When actors launch async operations via `PipeTo`, those operations can outlive the actor if not properly managed. Key practices:

- **Actor CTS in PostStop** - Always cancel and dispose in `PostStop()`
- **New CTS per operation** - Cancel previous before starting new work
- **Pass token everywhere** - EF Core queries, HTTP calls, etc.
- **Linked CTS for timeouts** - External calls get short timeouts to prevent hanging
- **Graceful handling** - Distinguish timeout vs shutdown in catch blocks

See [async-cancellation-patterns.md](async-cancellation-patterns.md) for complete implementation code.

Overview

This skill captures critical Akka.NET best practices for building reliable, testable actor systems. It focuses on choosing the right pub/sub mechanism, supervision and error-handling patterns, Props vs DependencyResolver trade-offs, robust work-distribution approaches, and techniques to make cluster features testable locally. The guidance is pragmatic and oriented toward real production scenarios.

How this skill works

The content explains when to use Context.System.EventStream versus DistributedPubSub, how supervision strategies apply to children, and when to handle exceptions inside actors versus letting supervision restart them. It outlines Props usage and when to inject IServiceProvider via DependencyResolver. It also presents scalable work distribution patterns (database-driven queues, Akka.Streams throttling) and approaches to abstract cluster sharding for local tests.

When to use it

  • Use EventStream only for single-process logging, diagnostics, or dev/testing scenarios.
  • Use DistributedPubSub when events must be delivered across multiple cluster nodes.
  • Handle expected, recoverable errors with try-catch inside actors; let unknown/state-corrupt errors bubble for supervision.
  • Prefer Props.Create for simple actors; use DependencyResolver when you need scoped DI or IRequiredActor<T>.
  • Use database-driven queues or Akka.Streams to avoid thundering-herd problems when polling many jobs.
  • Abstract cluster features so the same logic runs in both cluster and local test mode.

Best practices

  • Remember supervision directives apply to children of the actor declaring the strategy, not to the actor itself.
  • Don’t swallow unknown exceptions—handle known, expected failures and let unexpected ones trigger supervision.
  • Prefer cluster sharding over remote-deployment; remote deployment is rarely needed.
  • Use FOR UPDATE SKIP LOCKED in the DB to claim batches and naturally distribute work across nodes.
  • Throttle and limit concurrency with Akka.Streams to control local resource usage and avoid spikes.

Example use cases

  • Publish per-user timeline updates with DistributedPubSub topic format like `timeline:{userId}` across all nodes.
  • Make an RSS-polling fleet safe by having workers claim batches from a DB and mark progress, avoiding simultaneous requests.
  • Write an OrderProcessor actor that uses DependencyResolver to create a scoped DbContext for each message.
  • Let an actor restart on unknown state-corrupt exceptions while using try-catch for transient HttpRequestException retries.
  • Run the same sharding logic locally by replacing Cluster Sharding with a lightweight in-process abstraction for unit tests.

FAQ

Can I use EventStream across cluster nodes?

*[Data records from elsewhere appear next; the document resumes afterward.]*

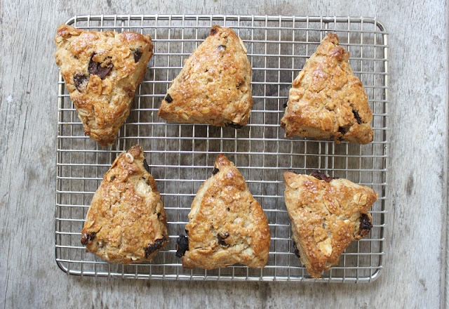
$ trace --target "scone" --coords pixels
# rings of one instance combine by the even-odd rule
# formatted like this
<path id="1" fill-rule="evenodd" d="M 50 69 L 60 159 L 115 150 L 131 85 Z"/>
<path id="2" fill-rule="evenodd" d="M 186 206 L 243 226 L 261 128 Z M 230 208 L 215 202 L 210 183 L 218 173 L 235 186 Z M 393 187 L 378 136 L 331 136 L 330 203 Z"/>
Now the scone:
<path id="1" fill-rule="evenodd" d="M 293 81 L 281 126 L 297 136 L 339 143 L 373 140 L 373 112 L 361 81 L 348 62 L 349 53 L 329 33 Z"/>
<path id="2" fill-rule="evenodd" d="M 295 254 L 309 274 L 319 278 L 338 264 L 351 242 L 369 233 L 373 225 L 368 209 L 377 195 L 366 186 L 317 171 L 287 171 L 283 178 Z"/>
<path id="3" fill-rule="evenodd" d="M 158 114 L 168 122 L 239 129 L 253 107 L 246 48 L 230 28 L 214 25 L 210 34 L 173 81 Z"/>
<path id="4" fill-rule="evenodd" d="M 150 261 L 168 242 L 167 216 L 142 147 L 122 152 L 88 211 L 81 244 L 110 263 Z"/>
<path id="5" fill-rule="evenodd" d="M 114 143 L 152 55 L 151 37 L 61 25 L 55 42 L 56 64 L 84 133 L 101 146 Z"/>
<path id="6" fill-rule="evenodd" d="M 181 235 L 176 256 L 186 268 L 213 269 L 239 263 L 262 268 L 268 261 L 270 232 L 259 203 L 245 179 L 223 154 L 192 203 L 187 237 Z"/>

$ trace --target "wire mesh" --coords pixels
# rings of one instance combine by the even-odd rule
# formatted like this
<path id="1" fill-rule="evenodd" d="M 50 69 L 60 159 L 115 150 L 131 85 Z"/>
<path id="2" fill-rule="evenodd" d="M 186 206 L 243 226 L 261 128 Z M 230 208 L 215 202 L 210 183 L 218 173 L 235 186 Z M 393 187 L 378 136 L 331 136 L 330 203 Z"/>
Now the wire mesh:
<path id="1" fill-rule="evenodd" d="M 55 256 L 72 275 L 189 280 L 370 282 L 382 268 L 387 213 L 388 157 L 387 38 L 375 18 L 241 15 L 78 15 L 74 27 L 149 34 L 154 55 L 136 91 L 130 116 L 116 143 L 99 147 L 83 126 L 60 75 L 55 211 Z M 253 67 L 254 105 L 241 129 L 168 124 L 157 117 L 159 104 L 185 60 L 208 35 L 213 25 L 233 28 L 243 41 Z M 285 138 L 280 128 L 288 89 L 326 32 L 338 34 L 349 63 L 363 84 L 373 110 L 374 140 L 366 145 Z M 86 252 L 81 230 L 93 193 L 114 158 L 132 145 L 145 151 L 168 215 L 169 244 L 149 263 L 109 264 Z M 269 258 L 262 269 L 236 265 L 213 270 L 187 270 L 175 257 L 190 204 L 224 153 L 245 177 L 260 203 L 272 235 Z M 314 169 L 373 188 L 379 195 L 371 209 L 373 227 L 353 242 L 339 265 L 311 279 L 294 254 L 283 201 L 282 174 Z"/>

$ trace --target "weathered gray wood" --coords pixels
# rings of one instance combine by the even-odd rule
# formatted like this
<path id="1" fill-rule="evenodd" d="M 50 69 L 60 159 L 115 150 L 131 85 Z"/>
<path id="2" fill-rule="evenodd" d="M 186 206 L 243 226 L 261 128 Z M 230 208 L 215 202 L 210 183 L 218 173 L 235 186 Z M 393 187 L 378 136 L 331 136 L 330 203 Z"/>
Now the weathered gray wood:
<path id="1" fill-rule="evenodd" d="M 446 303 L 447 1 L 0 1 L 0 306 L 438 308 Z M 376 16 L 389 35 L 385 269 L 366 284 L 79 278 L 55 263 L 58 70 L 53 37 L 76 14 Z"/>

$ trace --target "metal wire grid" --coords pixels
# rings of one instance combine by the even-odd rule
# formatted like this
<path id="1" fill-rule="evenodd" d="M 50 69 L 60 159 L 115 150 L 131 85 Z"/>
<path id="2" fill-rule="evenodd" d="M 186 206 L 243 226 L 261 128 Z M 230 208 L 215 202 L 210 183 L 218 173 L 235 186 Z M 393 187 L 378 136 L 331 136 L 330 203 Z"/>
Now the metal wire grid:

No. EventStream is local to an ActorSystem process. Use DistributedPubSub for cross-node publish/subscribe.

When should I define a custom supervision strategy?

Only when you have concrete reasons—different restart/stop/resume behavior for child failure modes or sibling impact; the default strategy is safe for most cases.

Is Props.Create unsafe if I later add clustering?

Props.Create with closures is fine unless you rely on remote deployment; for clustering, prefer cluster sharding rather than remote-deploying actors.